More than half of babies born in the U.S are eligible for the Supplemental Nutrition Program for Women, Infants, and Children (WIC), which provides families with healthful food, breastfeeding support, nutrition education, and health referrals. Evidence shows that WIC works—with participation linked to decreased infant mortality, and improved cognitive functioning in young children.
Despite the many benefits of program engagement, some families who receive support from WIC miss out on their WIC appointments at the agency, where they are able to claim their food benefits. Some families also stop participating before their children turn five and their eligibility ends. Researchers and practitioners have identified the “recertification” appointment around a child’s first birthday, which requires families to bring in paperwork to prove their eligibility, as a common drop off point in program participation nationwide. Indeed only 58% of America’s WIC-eligible one-year-olds participate in WIC compared to 79% of eligible infants. This drop in participation continues as children age, with only 25% of WIC-eligible four-year-olds participating in the program.

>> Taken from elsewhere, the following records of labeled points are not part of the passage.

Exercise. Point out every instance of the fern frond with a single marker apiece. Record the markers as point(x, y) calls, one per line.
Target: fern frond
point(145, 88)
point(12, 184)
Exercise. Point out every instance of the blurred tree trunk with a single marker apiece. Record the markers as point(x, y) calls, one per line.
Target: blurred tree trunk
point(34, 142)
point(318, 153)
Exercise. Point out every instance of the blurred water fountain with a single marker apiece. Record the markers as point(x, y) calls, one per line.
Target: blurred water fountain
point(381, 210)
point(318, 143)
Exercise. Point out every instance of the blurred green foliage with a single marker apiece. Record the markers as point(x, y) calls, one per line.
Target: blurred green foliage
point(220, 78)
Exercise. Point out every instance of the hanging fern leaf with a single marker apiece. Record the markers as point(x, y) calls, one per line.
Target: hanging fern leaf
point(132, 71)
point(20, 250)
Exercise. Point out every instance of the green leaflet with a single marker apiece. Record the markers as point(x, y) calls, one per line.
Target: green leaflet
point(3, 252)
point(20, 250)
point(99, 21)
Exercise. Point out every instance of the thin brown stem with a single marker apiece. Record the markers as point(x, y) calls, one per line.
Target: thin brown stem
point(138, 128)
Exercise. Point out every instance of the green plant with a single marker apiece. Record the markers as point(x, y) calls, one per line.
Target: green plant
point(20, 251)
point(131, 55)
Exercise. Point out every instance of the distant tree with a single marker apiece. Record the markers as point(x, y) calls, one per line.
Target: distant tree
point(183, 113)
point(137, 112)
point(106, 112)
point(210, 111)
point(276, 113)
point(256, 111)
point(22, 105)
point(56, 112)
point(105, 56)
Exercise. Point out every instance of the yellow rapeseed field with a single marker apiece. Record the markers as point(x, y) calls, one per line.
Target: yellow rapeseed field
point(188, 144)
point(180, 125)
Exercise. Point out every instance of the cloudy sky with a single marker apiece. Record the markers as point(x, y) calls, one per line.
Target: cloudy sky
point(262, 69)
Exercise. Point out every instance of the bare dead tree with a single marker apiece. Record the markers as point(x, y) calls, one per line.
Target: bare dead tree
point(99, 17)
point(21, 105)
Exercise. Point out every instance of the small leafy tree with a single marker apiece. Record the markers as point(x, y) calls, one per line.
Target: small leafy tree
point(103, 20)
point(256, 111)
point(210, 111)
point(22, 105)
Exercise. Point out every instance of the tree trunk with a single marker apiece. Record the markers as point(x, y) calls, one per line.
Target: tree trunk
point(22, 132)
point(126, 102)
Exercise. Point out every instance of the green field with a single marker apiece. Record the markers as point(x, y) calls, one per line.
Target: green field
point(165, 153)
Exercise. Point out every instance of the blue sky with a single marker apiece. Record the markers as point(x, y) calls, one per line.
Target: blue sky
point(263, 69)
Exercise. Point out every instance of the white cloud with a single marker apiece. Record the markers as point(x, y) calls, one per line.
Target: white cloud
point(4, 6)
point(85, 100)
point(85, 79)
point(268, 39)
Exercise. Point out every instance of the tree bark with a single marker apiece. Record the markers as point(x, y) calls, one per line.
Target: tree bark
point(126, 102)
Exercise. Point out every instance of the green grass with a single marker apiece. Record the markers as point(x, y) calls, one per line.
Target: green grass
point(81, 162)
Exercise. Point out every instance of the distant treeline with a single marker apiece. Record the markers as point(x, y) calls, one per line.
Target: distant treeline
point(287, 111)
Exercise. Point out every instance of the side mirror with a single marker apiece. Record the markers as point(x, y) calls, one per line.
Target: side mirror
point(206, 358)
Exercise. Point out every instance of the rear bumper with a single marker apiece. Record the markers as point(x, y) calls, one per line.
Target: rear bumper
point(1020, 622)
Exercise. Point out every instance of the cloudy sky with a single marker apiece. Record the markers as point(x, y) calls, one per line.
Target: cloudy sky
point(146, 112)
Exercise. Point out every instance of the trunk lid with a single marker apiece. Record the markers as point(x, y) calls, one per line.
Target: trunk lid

We began working with state and local WIC agencies in 2016. Our initial research identified that when participants don’t attend WIC appointments to claim their benefits, or stop participating in the program altogether, it’s not always because they don’t want or need the services. Instead, some participants are derailed by structural barriers like a lack of transportation. Others face behavioral barriers: they don’t find the long-term value of the program salient, are confused about the purpose of appointments, or simply forget to prepare paperwork for their appointments before it’s too late.
Over five years, we worked with state and local WIC programs to use behavioral design to create solutions that help families overcome these behavioral barriers, including:
- Using framing tactics and reducing rescheduling hassles to make text message appointment reminders more actionable.
- Enhancing customer service by designing tools to help participants navigate and set goals during WIC appointments.
- Simplifying the WIC shopping experience with app-based design recommendations.
Nutrition support programs like WIC are more important than ever during times of economic downturn. As our research shows, behavioral science can be a powerful tool for improving WIC programming. State and local WIC programs across the country can use insights from our work to engage participants more effectively and to encourage participants to make the most of WIC services.